My hopes for kung pao Kermit were dashed, but my hopes for Red Kings were heartened. Buying live frogs to order from the Chinese fishmonger down the street says something about the restaurant's commitment to freshness. And that's no easy task with a menu of Kings' length; there are 202 items, an encyclopedia of Cantonese, Shanghainese, Sichuan and Thai recipes. Navigating the tome takes time, but the cheerful staff is patient. Our frog-denying waitress lavished us with attention, taking the group through a verbal tour of her favorites.

"Do you like pork belly?" she asked. "Do you like spicy?"

Clearly, she did not know who she was dealing with.

So out came the pork belly (crispy and greasy in all the right places) and out came the spicy (not so spicy, actually), part of a parade of plates that nearly swallowed the tabletop with each new addition. There were honeydew smoothies and Shanghai juicy buns, salt-baked spareribs and tendon lashed with chili vinaigrette. The other diners in Red Kings' tight, tchotchke-littered dining room, a mix of Asian families ordering in Fujianese and American empty-nesters, gaped at the furious banquet.

Shaved into long, wavy noodles, the double-cooked pork tangled with tender wok-fried greens. Crisp, greaseless scallion pancakes were addictive Chinese snack food of the highest esteem. Piquant green onions peeked through the translucent layers like flower petals pressed between parchment paper. Double orders of thin-skinned soup buns arrived in stacked bamboo steamers, unveiled by our server with a poof of fragrant vapor. They wobbled like water beds, each cradling a tablespoon or so of heady pork broth released with a well-placed nibble, or unleashed with a carelessly placed one. Anointed with a mouth-puckering dribble of black vinegar, each little orb of pork inside the buns rang like a church bell.

I'm guessing the vinegar was Chinkiang, the preferred xiaolongbao brand, but I can't say for sure, since Red Kings' mysterious owner clammed up like a suspect under questioning, declining to be interviewed for this review. You think Hop Sing Laundromat's Lêe is Chinatown's cagiest character? Just try getting a hold of this guy. I think he thought I was trying to sell him something, when all I wanted to know was how he gets the chilled, chili vinaigrette-kissed beef tendon so thin it looks like shavings of Pecorino (with a meat slicer?) and if cilantro is a traditional accent or something he (brilliantly) came up with.

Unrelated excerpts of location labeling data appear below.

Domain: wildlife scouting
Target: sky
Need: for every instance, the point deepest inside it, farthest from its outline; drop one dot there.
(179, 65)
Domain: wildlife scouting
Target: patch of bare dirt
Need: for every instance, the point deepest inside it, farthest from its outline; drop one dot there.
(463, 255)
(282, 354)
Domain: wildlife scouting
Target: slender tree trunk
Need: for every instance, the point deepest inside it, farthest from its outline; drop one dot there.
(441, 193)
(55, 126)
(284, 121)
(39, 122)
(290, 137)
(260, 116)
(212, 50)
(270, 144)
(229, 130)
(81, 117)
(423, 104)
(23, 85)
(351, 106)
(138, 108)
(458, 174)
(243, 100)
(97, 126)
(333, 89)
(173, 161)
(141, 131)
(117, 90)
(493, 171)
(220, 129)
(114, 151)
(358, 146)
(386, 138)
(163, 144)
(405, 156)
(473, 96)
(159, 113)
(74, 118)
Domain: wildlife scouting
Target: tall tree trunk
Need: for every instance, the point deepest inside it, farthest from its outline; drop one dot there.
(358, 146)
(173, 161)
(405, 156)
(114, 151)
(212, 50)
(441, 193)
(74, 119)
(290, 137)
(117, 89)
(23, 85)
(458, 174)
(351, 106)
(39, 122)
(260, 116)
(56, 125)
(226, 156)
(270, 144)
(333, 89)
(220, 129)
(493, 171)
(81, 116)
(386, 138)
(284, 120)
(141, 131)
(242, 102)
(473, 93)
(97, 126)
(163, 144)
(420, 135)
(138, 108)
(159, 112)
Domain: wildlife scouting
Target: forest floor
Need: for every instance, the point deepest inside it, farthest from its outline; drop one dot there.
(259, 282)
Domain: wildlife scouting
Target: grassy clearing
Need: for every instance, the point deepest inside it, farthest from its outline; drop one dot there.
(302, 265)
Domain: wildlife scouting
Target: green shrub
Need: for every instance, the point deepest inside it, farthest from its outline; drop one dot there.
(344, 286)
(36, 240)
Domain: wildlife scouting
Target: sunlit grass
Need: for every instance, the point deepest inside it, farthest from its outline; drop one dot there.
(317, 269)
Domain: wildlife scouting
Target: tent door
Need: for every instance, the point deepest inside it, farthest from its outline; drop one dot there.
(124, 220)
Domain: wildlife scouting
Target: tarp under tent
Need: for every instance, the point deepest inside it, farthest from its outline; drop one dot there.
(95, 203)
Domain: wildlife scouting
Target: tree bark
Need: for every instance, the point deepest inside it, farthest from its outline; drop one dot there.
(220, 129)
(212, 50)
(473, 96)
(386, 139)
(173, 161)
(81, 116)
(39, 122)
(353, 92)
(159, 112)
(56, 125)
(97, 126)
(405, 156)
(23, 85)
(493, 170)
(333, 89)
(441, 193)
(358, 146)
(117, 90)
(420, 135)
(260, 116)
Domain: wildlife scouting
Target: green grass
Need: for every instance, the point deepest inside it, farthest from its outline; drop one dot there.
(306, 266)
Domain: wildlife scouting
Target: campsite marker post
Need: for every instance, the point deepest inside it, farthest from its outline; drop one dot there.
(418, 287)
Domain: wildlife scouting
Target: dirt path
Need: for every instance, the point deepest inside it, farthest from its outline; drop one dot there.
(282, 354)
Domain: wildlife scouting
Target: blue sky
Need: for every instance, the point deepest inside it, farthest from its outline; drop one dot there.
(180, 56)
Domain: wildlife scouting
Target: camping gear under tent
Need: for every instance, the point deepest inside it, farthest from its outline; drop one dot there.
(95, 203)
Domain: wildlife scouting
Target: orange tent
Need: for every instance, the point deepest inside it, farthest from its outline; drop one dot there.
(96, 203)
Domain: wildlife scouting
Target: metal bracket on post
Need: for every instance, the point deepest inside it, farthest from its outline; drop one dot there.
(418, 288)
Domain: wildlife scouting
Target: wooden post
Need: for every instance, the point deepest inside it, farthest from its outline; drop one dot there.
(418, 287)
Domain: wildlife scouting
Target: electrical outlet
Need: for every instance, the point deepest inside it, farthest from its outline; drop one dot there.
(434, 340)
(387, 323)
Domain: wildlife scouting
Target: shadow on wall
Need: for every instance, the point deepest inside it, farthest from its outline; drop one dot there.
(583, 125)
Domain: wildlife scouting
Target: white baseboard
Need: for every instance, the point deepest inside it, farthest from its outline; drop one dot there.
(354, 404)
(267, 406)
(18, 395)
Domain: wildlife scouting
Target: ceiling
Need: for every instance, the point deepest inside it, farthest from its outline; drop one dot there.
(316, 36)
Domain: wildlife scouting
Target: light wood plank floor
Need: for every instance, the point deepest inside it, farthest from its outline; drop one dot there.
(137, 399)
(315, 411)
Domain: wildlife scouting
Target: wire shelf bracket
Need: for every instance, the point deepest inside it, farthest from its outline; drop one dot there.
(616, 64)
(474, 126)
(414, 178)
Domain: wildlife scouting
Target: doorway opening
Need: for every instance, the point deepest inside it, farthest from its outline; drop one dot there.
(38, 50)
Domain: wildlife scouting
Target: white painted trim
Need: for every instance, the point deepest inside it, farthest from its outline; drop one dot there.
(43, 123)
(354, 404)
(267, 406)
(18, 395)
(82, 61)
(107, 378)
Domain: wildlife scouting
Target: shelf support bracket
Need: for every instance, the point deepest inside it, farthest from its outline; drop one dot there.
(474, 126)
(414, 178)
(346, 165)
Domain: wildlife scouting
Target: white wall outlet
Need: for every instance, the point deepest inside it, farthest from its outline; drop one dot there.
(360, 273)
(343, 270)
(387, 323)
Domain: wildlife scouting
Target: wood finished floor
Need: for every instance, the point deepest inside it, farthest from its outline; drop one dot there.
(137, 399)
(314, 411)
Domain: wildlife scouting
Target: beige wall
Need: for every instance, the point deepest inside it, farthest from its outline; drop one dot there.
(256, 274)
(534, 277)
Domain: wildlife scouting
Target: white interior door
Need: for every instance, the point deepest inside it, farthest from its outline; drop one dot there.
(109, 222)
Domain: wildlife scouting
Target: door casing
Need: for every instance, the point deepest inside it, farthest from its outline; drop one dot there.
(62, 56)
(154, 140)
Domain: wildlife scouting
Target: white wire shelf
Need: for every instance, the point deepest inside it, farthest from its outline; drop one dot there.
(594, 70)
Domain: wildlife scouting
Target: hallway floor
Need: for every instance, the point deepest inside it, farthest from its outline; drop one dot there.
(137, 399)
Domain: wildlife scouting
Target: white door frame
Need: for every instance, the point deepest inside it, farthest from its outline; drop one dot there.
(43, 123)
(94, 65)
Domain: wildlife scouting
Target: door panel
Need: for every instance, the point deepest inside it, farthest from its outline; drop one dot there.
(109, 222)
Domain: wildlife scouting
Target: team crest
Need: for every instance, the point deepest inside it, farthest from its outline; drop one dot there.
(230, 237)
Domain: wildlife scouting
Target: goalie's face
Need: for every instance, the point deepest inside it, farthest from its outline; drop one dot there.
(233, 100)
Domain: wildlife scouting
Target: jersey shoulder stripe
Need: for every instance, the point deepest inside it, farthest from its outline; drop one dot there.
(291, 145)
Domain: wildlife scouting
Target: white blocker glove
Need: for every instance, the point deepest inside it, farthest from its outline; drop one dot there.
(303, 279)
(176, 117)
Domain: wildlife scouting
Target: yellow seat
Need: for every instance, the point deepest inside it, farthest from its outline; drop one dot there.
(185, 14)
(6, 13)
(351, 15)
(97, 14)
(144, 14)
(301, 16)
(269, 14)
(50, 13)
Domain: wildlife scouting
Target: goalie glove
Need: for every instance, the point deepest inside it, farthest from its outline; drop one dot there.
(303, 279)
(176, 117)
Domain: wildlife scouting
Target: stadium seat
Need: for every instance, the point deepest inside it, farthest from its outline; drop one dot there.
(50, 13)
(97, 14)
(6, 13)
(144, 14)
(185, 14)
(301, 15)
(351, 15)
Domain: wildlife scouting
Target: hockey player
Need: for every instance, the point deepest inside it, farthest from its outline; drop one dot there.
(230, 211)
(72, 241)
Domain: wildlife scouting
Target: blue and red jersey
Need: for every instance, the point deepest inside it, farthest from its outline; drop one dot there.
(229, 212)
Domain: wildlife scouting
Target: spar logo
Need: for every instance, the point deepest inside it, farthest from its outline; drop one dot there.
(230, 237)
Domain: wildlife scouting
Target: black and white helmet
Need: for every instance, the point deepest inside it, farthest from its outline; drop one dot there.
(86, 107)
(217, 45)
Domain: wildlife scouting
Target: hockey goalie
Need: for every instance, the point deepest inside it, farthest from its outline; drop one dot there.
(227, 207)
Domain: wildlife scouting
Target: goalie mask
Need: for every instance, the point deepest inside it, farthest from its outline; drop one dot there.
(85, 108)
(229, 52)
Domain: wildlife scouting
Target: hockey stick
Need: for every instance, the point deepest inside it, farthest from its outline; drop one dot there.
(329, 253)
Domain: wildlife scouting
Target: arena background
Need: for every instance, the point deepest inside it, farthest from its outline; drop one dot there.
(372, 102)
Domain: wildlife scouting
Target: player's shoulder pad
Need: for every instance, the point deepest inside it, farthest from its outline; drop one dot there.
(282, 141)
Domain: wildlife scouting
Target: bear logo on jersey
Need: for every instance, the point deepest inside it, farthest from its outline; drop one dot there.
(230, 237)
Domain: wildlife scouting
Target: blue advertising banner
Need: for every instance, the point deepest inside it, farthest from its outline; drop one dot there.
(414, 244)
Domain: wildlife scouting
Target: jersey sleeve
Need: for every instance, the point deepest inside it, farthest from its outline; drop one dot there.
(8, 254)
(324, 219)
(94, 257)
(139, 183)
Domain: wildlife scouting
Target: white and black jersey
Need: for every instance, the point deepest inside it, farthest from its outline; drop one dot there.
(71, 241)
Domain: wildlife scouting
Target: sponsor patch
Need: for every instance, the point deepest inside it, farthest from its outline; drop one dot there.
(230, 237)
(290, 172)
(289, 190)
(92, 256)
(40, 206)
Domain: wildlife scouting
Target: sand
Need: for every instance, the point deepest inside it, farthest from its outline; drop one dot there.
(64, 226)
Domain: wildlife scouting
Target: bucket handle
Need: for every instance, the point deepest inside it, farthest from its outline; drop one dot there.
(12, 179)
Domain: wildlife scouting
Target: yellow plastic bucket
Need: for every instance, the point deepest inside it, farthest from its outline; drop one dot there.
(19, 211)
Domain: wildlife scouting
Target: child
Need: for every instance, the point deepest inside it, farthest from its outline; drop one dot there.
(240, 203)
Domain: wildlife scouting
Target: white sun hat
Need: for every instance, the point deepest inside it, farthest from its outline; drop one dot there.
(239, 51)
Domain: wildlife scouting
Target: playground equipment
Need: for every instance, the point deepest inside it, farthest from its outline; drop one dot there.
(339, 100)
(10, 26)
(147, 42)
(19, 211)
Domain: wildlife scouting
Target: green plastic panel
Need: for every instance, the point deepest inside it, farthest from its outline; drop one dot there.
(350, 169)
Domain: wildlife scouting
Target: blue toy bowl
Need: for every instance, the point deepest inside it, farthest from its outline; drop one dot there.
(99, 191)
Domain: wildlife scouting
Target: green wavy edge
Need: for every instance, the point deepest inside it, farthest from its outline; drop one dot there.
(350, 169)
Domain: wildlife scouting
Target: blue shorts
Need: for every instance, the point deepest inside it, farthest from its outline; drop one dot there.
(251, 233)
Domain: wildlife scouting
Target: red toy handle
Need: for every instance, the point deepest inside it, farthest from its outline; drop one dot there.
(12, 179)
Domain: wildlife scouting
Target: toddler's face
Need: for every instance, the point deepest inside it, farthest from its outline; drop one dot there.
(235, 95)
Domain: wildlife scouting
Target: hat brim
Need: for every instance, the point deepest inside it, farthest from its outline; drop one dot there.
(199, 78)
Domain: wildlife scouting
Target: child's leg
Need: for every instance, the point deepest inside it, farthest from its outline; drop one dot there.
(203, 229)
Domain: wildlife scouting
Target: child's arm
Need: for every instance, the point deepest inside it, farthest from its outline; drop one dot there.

If he is reading, call me, man. I'm still curious about the cuts of cow mingling with chewy udon noodles and perfectly poached egg in the beef "casserole" (more a hot pot, and chuck, brisket and tendon by my best estimation, all buttery tender) and the exact type of tea used to perfume the half duck, which after smoking is cleavered into strips of firm, floral meat lined with jellied fat that peeled off like banana skins.

He might not be happy to hear all my questions, like why the tame heat in the otherwise tasty sesame noodles with minced pork? It would be lucky to earn a 2 on the Han Dynasty scale. And what was up with the leathery strips of spare rib inside puffed-up salt-baked crusts? A field trip to the salt-baked sorcerers at Shiao Lan Kung is probably in order. Most of the food at Red Kings, though, I loved, and the welcoming servers compensated for their recalcitrant boss. Dining somewhere new in Chinatown isn't without peril, but Red Kings proved worth the risk. Kung pao frog, I'm coming back for you.

(adam.erace@citypaper.net) (@adamerace)

Red Kings | 933 Race St., 215-351-5388. Open Mon.-Thu., 10:30-a.m.-10:30 p.m.; Fri.-Sat., 10:30 a.m.-11:30 p.m.; Sun., 11 a.m.-10:30 p.m. Appetizers and soups, $1.75-$12.95; entrées, $6.25-$16.95. BYOB.